To watch Houston flourish would feel like a revolution. Houston’s Big Three is also the NBA’s Freed Three, because basketball orthodoxy imposed glass ceilings on Harden, Lin, and Asik. Then, Daryl Morey broke the glass apart.

Without a doubt, what Strauss stresses here is the novelty not of the way this team plays or is run, but simply of how it was made. No longer might fans of “smaller” market teams (read: not based in New York or Los Angeles) be trapped in the impossible trichotomy of the “Miami model”, “OKC model” or the “Detroit model”; this team will, like the Thunder, grow organically while not being drafted together, instead sharing a common chip on their shoulders as players recognized as quite good, though not quite as good as the money Houston was willing to pay them. Advanced statistics have sung these three players’ praises for years (or year, in Lin’s case), whether it be Harden’s true shooting percentage, Lin’s near unmatched ability to get to and finish around the basket as the ball handler on pick-and-rolls, or Asik’s ability to tamp down an entire team’s offense around the rim; skeptics kept saying that more minutes would reveal these guys’ true characters, though. So far? They have. As Harden tries to acclimate to an incredibly high usage rate (currently at 30%, more than six points higher than he had previously had in even last year’s playoff campaign that routinely saw OKC’s late-game offense run through him), his numbers still spell stardom, from his PER of 21 to his still impressive .165 win shares per 48 minutes. Asik has made a team so plainly average on the defensive end of the ball the year prior fly up to the sixth-best efficiency in the league on that side of the court. While the Rockets have lacked for moments of ball-dominating Linsanity, the Harvard grad has even made his own mark in the backcourt with all of the minutes and ballhandling, posting his own .150 WS per 48. Though the returns have not been a clear extrapolation of these players’ games before their augmented roles in Houston, this accounts for six games of a new season. After a while of playing together, these players won’t just produce the numbers they did on their previous teams after adjusting for increases in minutes and usage; they’ll improve. Why? Because they’re young, and this is what great, young players do. They get better.
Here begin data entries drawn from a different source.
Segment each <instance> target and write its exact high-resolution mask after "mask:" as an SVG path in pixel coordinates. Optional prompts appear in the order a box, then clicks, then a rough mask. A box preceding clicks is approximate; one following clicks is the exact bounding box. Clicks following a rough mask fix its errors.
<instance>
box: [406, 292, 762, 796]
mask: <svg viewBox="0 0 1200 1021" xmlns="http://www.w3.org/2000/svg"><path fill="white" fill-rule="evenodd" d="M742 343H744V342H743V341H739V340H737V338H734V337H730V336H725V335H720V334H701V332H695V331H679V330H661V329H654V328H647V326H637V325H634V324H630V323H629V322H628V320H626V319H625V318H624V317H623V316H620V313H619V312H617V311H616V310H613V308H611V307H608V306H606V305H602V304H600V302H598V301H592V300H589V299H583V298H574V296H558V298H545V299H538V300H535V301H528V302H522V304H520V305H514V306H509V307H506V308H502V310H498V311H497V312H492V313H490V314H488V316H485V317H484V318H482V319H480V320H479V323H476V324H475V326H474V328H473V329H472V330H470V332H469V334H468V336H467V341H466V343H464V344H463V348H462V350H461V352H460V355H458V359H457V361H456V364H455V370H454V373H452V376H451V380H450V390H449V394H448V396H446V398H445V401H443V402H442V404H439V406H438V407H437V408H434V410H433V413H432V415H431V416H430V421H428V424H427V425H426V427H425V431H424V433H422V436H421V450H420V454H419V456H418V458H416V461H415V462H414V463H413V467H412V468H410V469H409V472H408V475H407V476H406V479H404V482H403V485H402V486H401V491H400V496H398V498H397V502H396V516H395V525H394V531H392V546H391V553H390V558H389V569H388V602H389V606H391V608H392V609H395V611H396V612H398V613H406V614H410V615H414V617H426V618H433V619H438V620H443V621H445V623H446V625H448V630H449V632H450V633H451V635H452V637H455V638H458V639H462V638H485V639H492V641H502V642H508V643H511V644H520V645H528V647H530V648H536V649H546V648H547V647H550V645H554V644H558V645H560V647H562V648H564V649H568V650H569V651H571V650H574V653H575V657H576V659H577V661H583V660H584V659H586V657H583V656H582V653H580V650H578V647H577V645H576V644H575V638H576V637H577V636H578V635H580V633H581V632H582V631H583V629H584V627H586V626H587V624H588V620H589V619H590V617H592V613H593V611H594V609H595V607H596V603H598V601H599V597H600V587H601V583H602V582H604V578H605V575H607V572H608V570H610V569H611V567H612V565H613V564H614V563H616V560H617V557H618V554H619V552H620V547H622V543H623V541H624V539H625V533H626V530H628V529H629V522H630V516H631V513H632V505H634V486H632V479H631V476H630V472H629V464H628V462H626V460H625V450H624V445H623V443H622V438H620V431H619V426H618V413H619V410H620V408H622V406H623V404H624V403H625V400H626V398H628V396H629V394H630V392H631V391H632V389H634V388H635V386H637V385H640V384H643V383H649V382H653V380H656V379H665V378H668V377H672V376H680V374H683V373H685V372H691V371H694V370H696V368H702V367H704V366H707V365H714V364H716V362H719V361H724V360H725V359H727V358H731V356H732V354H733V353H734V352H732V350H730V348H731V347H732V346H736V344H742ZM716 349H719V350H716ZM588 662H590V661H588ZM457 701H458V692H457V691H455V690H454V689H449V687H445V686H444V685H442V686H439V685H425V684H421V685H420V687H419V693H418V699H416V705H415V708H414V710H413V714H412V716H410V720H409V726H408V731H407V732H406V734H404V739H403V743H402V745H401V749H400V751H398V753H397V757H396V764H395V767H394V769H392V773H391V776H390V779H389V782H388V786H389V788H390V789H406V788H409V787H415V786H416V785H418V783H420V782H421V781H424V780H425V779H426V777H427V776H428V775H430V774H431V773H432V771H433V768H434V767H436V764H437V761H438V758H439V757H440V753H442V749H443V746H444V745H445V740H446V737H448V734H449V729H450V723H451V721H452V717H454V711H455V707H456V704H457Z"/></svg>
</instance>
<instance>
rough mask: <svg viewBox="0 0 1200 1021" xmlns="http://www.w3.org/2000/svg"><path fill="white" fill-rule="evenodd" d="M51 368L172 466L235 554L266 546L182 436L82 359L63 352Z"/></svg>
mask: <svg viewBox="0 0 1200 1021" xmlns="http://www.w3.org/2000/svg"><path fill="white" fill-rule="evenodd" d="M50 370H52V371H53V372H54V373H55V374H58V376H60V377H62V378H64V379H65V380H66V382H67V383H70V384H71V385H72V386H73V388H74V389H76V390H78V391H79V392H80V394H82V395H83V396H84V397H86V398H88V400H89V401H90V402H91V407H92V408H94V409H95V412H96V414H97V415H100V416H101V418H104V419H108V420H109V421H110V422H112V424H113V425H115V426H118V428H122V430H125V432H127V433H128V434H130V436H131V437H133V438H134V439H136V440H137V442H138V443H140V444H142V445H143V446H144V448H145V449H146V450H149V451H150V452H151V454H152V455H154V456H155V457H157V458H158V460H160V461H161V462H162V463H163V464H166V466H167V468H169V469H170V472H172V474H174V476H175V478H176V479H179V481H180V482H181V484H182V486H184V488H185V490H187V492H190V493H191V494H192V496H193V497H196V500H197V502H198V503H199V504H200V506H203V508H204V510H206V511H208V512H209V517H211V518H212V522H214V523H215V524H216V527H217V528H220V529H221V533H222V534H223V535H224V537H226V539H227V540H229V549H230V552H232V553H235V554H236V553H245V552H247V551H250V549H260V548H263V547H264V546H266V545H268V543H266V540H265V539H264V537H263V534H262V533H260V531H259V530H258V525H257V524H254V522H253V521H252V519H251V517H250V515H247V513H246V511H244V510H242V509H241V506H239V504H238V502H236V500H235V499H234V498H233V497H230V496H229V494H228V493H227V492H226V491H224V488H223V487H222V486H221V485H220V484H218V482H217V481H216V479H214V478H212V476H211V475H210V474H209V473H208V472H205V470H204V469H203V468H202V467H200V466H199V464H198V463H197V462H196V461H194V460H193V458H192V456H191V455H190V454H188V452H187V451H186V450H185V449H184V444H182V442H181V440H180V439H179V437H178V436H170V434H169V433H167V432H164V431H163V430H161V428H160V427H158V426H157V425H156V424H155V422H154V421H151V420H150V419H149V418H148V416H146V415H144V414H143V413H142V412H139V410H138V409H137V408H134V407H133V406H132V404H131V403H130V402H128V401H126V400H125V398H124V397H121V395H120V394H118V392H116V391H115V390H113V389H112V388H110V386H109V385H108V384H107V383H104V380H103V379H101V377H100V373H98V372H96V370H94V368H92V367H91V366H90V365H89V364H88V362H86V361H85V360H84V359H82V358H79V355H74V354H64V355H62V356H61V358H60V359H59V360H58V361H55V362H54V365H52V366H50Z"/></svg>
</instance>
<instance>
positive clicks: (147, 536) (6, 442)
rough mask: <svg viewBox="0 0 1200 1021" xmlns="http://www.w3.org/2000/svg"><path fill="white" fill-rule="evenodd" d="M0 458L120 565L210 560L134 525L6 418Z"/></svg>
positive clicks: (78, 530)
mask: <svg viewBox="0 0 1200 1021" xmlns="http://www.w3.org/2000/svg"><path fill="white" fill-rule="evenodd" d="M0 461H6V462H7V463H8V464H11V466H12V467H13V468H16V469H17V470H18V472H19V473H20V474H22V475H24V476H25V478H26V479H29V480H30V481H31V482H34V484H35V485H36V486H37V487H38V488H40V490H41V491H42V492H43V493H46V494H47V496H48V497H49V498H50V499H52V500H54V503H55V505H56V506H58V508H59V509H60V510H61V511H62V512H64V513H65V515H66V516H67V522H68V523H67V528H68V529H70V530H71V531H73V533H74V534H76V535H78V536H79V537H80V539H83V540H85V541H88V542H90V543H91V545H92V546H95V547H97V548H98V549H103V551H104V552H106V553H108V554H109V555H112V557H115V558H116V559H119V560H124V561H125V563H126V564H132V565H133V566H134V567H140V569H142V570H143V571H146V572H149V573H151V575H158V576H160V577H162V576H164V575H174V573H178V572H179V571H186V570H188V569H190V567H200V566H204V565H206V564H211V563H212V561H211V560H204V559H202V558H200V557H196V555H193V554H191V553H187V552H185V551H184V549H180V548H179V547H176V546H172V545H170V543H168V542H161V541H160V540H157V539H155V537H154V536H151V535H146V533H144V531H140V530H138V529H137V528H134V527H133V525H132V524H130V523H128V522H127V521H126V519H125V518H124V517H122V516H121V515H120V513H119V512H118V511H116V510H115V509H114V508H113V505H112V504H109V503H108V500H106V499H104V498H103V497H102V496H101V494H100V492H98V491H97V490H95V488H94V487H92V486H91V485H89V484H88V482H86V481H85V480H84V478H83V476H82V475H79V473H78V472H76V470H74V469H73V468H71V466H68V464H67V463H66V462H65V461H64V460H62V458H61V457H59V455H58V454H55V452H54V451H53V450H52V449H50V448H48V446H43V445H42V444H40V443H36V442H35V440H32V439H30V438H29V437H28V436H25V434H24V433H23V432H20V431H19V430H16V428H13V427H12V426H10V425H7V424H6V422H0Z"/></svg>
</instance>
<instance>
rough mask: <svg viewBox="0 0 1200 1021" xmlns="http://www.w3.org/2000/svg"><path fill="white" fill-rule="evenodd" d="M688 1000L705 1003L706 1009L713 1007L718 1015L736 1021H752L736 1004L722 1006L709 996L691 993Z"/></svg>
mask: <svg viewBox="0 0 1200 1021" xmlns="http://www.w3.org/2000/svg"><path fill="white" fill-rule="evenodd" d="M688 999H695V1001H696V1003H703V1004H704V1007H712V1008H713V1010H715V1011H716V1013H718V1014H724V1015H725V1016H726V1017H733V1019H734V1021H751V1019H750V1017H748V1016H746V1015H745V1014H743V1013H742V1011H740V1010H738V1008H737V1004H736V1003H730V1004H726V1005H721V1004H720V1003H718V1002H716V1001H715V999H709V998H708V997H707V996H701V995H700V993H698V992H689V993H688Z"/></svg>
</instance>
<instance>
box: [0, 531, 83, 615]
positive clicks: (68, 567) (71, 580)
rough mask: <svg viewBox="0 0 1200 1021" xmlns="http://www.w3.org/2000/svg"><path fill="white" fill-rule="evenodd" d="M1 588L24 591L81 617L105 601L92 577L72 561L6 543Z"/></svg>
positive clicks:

This is the real innovation of Morey’s bet on these guys, and why all of the Rockets fanbase’s search for the “next piece” may be a bit short-sighted: he’s not just collecting cap space to sign a player already confirmed to be good; he’s aiming for players we already think we know but have significantly more potential to mine. For years, these types of players were shown as examples of free agency gone wrong, money spent on players who looked like they might be stars but hadn’t really gotten the chance. Many a Jerome James, Austin Croshere and even Trevor Ariza got a contract thanks to that method of team building, but ever-advancing sabermetrics have made moves like those less likely for the league’s msarter teams (although Jeff Green’s deal this offseason sure stands out as an example of such misguided management). Instead, these teams can now do what they’d been angling for and saying they could all this time: building a team without anyone else’s superstars. For the future of the league and its incessant cries for parity, let’s all hope the Rockets’ gambles return on their investment.